Paula wiped away her tears briskly.
"Don't know's I care. I was getting awfully tired of being so religious, anyhow."
"I - I think we didn't go the right way about being religious," said Marigold timidly. "Aunt Marigold says religion is just loving God and people and things."
"Maybe," said Paula - going down on her knees - but not to pray. "Anyhow I got all the cake I wanted for ONCE. Let's have a game of jacks before Mats shows up. She always spoils everything with her jabber. She isn't really One of Us."
CHAPTER XVII
Not by Bread Alone
Salome had gone to Charlottetown for the day - rather unwillingly, for she had had a horrible dream of fourteen people coming to supper and nothing in the house for them to eat but cold boiled potatoes.
"And there's more truth than poetry in THAT, ma'am," she said, "for there isn't a thing baked except the raisin-bread. I assure you I don't dream dreams like that for nothing. And there's the Witch of Endor polishing her face out by the apple-barn."
It was an inflexible Cloud of Spruce tradition that there must always be cake in the pantry - fresh, flawless cake - lest unexpected company come to tea. No company had ever found Cloud of Spruce cakeless. Grandmother and Mother would both have died of horror on the spot if such a thing had happened. Kingdoms of Europe might rise and fall - famines might ravage India and revolutions sweep China - Liberals and Conservatives, Republicans and Democrats might crash down to defeat, but so long as cake-box and cooky-jar were filled there was balm in Gilead.
Yet this unthinkable thing had actually occurred. The evening before three car-loads of visitors had come out from Summerside and found cake in the pantry - but left none. No wonder Salome was upset.
" I have made cake before now," said Grandmother rather sarcastically. Every once in so long Salome had to be snubbed. "And so has Mrs. Leander."
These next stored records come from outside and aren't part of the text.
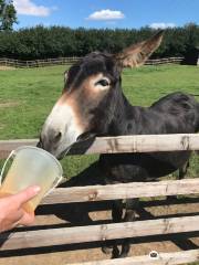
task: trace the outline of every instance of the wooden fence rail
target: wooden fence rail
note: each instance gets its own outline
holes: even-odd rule
[[[44,59],[44,60],[32,60],[32,61],[22,61],[14,59],[0,59],[0,65],[19,67],[19,68],[32,68],[32,67],[43,67],[50,65],[62,65],[62,64],[73,64],[77,62],[81,57],[57,57],[57,59]],[[167,59],[156,59],[148,60],[146,65],[159,65],[159,64],[180,64],[184,61],[184,57],[167,57]]]
[[[0,158],[19,146],[35,146],[36,139],[0,141]],[[199,135],[147,135],[103,137],[75,145],[71,155],[112,152],[154,152],[199,150]],[[160,182],[134,182],[114,186],[90,186],[57,188],[42,204],[91,202],[103,200],[148,198],[159,195],[199,194],[199,179],[169,180]],[[113,223],[102,225],[31,230],[2,233],[0,251],[31,248],[41,246],[98,242],[106,240],[166,235],[199,231],[199,215],[161,218],[156,220]],[[129,257],[116,261],[85,263],[85,265],[155,265],[184,264],[199,261],[199,251],[160,254],[157,259],[149,256]],[[76,264],[80,265],[80,264]]]
[[[154,258],[151,258],[149,255],[146,255],[87,263],[73,263],[67,265],[176,265],[197,262],[199,250],[193,250],[172,253],[158,253],[158,256]]]
[[[19,146],[35,146],[36,142],[38,139],[0,140],[0,158]],[[74,145],[69,155],[185,150],[199,150],[199,134],[96,137]]]
[[[57,188],[42,201],[42,204],[180,194],[199,194],[199,179]]]
[[[198,231],[199,215],[3,233],[1,251]],[[9,240],[8,240],[9,239]]]

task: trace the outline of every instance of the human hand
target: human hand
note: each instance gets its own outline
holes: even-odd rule
[[[34,221],[34,212],[28,213],[22,206],[40,190],[40,187],[33,186],[14,195],[0,198],[0,232],[11,230],[20,224],[30,225]]]

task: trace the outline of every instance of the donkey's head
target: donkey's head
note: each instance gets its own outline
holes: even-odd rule
[[[46,118],[40,146],[61,158],[76,142],[107,132],[121,93],[123,67],[139,66],[159,46],[163,32],[116,55],[93,52],[65,73],[62,96]]]

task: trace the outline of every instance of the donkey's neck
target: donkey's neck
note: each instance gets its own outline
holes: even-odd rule
[[[137,134],[137,121],[140,115],[140,107],[132,106],[123,92],[117,97],[117,104],[113,120],[108,127],[108,135]]]

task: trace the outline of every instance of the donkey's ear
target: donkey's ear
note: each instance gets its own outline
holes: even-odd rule
[[[150,54],[158,49],[163,40],[164,31],[159,31],[149,40],[134,44],[115,55],[121,67],[136,67],[143,65]]]

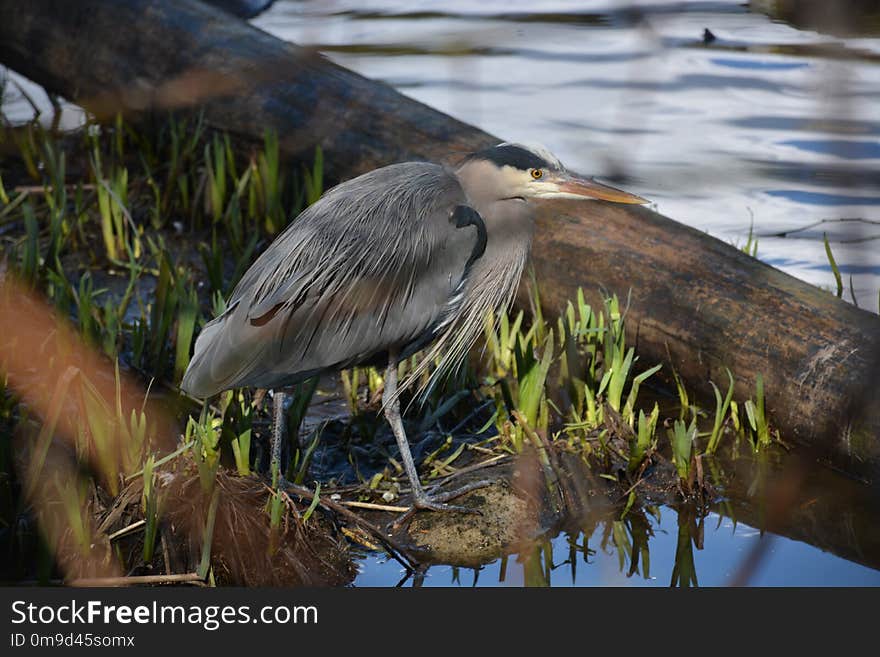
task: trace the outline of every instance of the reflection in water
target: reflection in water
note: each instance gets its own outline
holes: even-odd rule
[[[876,570],[688,505],[610,517],[479,568],[436,565],[408,577],[396,562],[372,555],[355,585],[725,586],[740,570],[748,579],[739,583],[758,586],[880,585]]]
[[[844,40],[740,0],[278,0],[255,23],[571,168],[627,180],[657,209],[728,242],[880,205],[880,39]],[[715,39],[704,43],[711,30]],[[769,182],[772,181],[772,182]],[[852,236],[850,236],[852,237]],[[874,250],[853,287],[877,310]],[[758,257],[817,285],[821,236],[762,238]]]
When Grandmother called Lorraine Mrs. Leander before Salome, Salome knew she was snubbed.
"I am well aware," she said with meek stateliness, "that I am not the only cook at Cloud of Spruce. I merely thought, ma'am, that seeing it was my duty to keep the pantry well filled, I ought not to neglect it for the sake of my own pleasure. I am not like my sister-in-law Rose John, ma'am. SHE hasn't any sense of shame. When unexpected company comes to tea she just runs out and borrows a cake from a neighbour. Whatever John saw in HER enough to marry her I have never been able to imagine."
"Go and enjoy your holiday, Salome," said Lorraine kindly, knowing that if Salome once fairly embarked on the delinquencies of Rose John there was no telling when she would stop. "You deserve it. Grandmother and I will soon fill up the pantry."
Alas! Mother had got only as far as getting out her mixing-bowl when Uncle Jack's Jim arrived. ". . . bloody with spurring, fiery red with haste," - or the modern equivalent for it. Great-Uncle William Lesley was dying at the Head of the Bay, or thought he was. And he wanted to see Grandmother and Leander's wife. They must lose no time if they were to get there before he died.